And these are the spontaneous and noble, almost Shakespearean words of another soldier – the eve-of-battle speech made by Colonel Tim Collins to the 1st Battalion of the Royal Irish Regiment in Iraq in 2003. Luckily there was a reporter there who took down in shorthand the only record of these inspiring words.

“We go to liberate, not to conquer. We will not fly our flags in their country. We are entering Iraq to free a people and the only flag which will be flown in that ancient land is their own. Show respect for them.
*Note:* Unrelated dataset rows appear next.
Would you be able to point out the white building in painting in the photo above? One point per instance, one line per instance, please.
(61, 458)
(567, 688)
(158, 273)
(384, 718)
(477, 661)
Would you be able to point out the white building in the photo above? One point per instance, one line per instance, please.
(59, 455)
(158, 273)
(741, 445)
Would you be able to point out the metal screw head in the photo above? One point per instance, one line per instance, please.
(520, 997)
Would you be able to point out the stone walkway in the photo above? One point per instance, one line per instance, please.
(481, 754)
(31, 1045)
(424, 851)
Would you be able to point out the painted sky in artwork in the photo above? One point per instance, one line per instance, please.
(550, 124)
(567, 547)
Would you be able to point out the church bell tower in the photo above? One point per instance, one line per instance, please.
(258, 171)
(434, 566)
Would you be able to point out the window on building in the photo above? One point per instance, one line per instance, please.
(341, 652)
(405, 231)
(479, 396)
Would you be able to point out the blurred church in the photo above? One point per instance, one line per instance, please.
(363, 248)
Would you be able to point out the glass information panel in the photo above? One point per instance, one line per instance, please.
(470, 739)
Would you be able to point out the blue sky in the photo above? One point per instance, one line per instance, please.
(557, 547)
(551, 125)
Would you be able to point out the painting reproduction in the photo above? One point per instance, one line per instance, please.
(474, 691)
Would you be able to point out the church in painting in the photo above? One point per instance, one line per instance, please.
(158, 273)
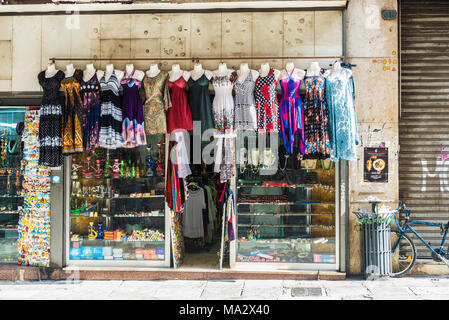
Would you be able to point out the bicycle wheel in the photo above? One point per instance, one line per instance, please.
(404, 256)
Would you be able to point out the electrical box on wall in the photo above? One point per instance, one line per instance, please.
(389, 14)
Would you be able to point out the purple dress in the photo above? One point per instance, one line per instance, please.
(133, 131)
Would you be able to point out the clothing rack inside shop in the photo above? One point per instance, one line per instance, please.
(193, 59)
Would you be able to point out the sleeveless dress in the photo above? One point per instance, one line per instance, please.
(292, 120)
(72, 114)
(223, 110)
(157, 102)
(245, 105)
(200, 102)
(316, 134)
(133, 127)
(342, 119)
(179, 116)
(50, 121)
(266, 103)
(91, 103)
(110, 135)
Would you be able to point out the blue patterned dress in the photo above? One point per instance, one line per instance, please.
(342, 118)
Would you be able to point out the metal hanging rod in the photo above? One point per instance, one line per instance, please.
(193, 59)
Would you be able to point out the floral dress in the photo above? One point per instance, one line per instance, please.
(316, 121)
(157, 102)
(266, 103)
(91, 116)
(72, 114)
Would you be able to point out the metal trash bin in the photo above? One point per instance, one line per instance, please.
(377, 248)
(376, 232)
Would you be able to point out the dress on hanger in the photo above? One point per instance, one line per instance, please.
(133, 127)
(245, 105)
(50, 128)
(291, 114)
(266, 103)
(179, 115)
(72, 114)
(342, 120)
(223, 110)
(157, 102)
(91, 115)
(200, 103)
(110, 135)
(316, 134)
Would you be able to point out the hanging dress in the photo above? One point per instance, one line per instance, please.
(91, 103)
(223, 111)
(157, 102)
(342, 119)
(316, 134)
(179, 116)
(72, 114)
(266, 103)
(133, 127)
(110, 135)
(200, 102)
(292, 120)
(245, 105)
(50, 121)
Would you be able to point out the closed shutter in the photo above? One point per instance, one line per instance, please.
(424, 116)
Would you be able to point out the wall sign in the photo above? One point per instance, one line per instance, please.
(375, 165)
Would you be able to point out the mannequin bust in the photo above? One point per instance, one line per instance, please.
(153, 71)
(110, 70)
(265, 69)
(90, 71)
(297, 74)
(69, 71)
(131, 71)
(177, 73)
(51, 71)
(314, 70)
(198, 72)
(244, 71)
(336, 69)
(222, 70)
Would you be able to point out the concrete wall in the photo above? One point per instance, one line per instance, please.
(27, 42)
(372, 45)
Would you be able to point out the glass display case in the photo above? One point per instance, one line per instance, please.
(11, 199)
(286, 214)
(117, 207)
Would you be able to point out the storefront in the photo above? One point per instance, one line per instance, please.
(290, 213)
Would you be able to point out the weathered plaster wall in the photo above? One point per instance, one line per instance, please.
(372, 45)
(27, 42)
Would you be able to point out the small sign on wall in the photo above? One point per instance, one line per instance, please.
(376, 164)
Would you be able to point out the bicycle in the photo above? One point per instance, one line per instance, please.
(403, 249)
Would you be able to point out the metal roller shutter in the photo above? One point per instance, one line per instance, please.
(424, 116)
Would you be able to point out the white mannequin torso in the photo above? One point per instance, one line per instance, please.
(244, 71)
(130, 71)
(153, 71)
(177, 73)
(69, 71)
(222, 70)
(265, 69)
(290, 70)
(198, 72)
(51, 71)
(110, 70)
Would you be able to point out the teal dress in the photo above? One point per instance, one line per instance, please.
(200, 102)
(342, 117)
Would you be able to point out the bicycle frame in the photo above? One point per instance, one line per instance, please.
(407, 226)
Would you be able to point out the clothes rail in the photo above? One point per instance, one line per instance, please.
(193, 59)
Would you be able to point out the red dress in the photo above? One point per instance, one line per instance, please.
(179, 116)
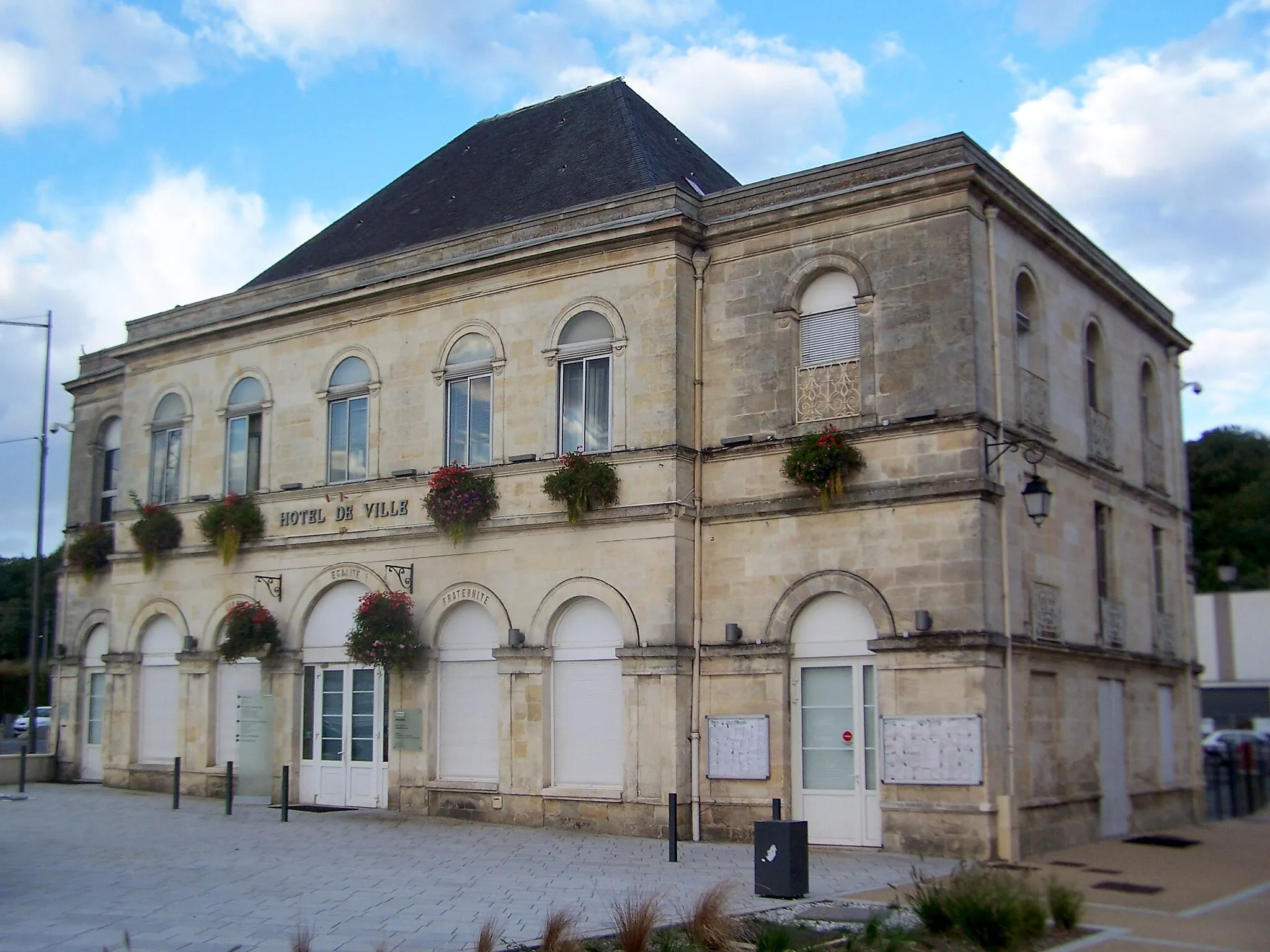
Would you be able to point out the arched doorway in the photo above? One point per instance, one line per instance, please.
(94, 703)
(587, 738)
(161, 690)
(833, 692)
(342, 752)
(468, 695)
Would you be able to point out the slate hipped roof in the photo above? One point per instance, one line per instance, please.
(587, 146)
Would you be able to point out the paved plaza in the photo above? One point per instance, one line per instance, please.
(81, 865)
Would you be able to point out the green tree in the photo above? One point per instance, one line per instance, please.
(1230, 484)
(16, 601)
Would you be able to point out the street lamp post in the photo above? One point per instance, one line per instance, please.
(32, 719)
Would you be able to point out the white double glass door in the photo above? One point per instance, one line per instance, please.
(835, 734)
(343, 760)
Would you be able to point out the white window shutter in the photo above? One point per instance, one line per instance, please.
(830, 337)
(587, 714)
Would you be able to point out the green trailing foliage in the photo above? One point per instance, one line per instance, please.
(582, 483)
(156, 530)
(229, 523)
(91, 550)
(251, 631)
(822, 461)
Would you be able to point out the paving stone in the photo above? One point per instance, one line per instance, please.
(196, 879)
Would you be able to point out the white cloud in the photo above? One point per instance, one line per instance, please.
(760, 107)
(69, 59)
(182, 239)
(1165, 159)
(1054, 22)
(482, 41)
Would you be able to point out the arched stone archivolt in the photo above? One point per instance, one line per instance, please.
(584, 587)
(213, 626)
(98, 616)
(809, 271)
(151, 611)
(455, 596)
(780, 624)
(318, 586)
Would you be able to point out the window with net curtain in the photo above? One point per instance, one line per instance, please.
(347, 414)
(112, 434)
(243, 427)
(166, 438)
(469, 391)
(585, 352)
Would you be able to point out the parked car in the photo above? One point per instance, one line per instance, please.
(23, 720)
(1220, 742)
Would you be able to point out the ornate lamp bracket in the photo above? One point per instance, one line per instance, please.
(993, 450)
(404, 575)
(273, 583)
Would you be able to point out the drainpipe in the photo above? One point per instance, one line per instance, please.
(1008, 824)
(700, 262)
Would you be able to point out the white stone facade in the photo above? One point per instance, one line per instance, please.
(918, 528)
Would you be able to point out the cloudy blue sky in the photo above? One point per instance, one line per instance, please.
(154, 154)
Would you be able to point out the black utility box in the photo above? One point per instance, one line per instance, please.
(780, 858)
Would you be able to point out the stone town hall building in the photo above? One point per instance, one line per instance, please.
(578, 273)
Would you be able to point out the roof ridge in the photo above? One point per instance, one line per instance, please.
(637, 143)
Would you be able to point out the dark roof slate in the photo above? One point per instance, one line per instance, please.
(587, 146)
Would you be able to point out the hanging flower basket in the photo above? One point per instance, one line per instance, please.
(582, 483)
(821, 461)
(458, 499)
(231, 522)
(384, 633)
(89, 553)
(158, 530)
(251, 631)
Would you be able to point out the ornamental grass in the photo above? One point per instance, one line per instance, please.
(91, 550)
(384, 633)
(231, 522)
(582, 483)
(822, 461)
(251, 631)
(156, 530)
(458, 499)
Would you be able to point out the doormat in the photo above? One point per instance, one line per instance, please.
(1128, 888)
(314, 808)
(1163, 839)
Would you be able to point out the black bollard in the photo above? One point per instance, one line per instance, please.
(673, 831)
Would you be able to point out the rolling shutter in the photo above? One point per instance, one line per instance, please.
(830, 337)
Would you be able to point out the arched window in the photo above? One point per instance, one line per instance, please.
(243, 428)
(1098, 398)
(1151, 421)
(468, 695)
(161, 687)
(586, 359)
(347, 428)
(1030, 355)
(469, 391)
(587, 739)
(828, 353)
(112, 434)
(166, 437)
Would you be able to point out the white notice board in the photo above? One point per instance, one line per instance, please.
(737, 748)
(936, 751)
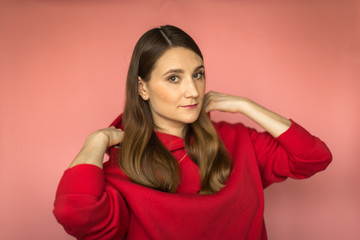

“There are some who are alive at this moment who will not be alive shortly. Those who do not wish to go on that journey, we will not send. As for the others, I expect you to rock their world. Wipe them out if that is what they choose. But if you are ferocious in battle remember to be magnanimous in victory.

“Iraq is steeped in history. It is the site of the Garden of Eden, of the Great Flood and the birthplace of Abraham. Tread lightly there. You will see things that no man could pay to see – and you will have to go a long way to find a more decent, generous and upright people than the Iraqis.

“You will be embarrassed by their hospitality even though they have nothing. Don’t treat them as refugees for they are in their own country. Their children will be poor, in years to come they will know that the light of liberation in their lives was brought by you.

“If there are casualties of war then remember that when they woke up and got dressed in the morning they did not plan to die this day. Allow them dignity in death. Bury them properly and mark their graves.

“It is my foremost intention to bring every single one of you out alive. But there may be people among us who will not see the end of this campaign. We will put them in their sleeping bags and send them back. There will be no time for sorrow.

“The enemy should be in no doubt that we are his nemesis and that we are bringing about his rightful destruction.  As they die they will know their deeds have brought them to this place. Show them no pity.

“It is a big step to take another human life. It is not to be done lightly. I know of men who have taken life needlessly in other conflicts. I can assure you they live with the mark of Cain upon them.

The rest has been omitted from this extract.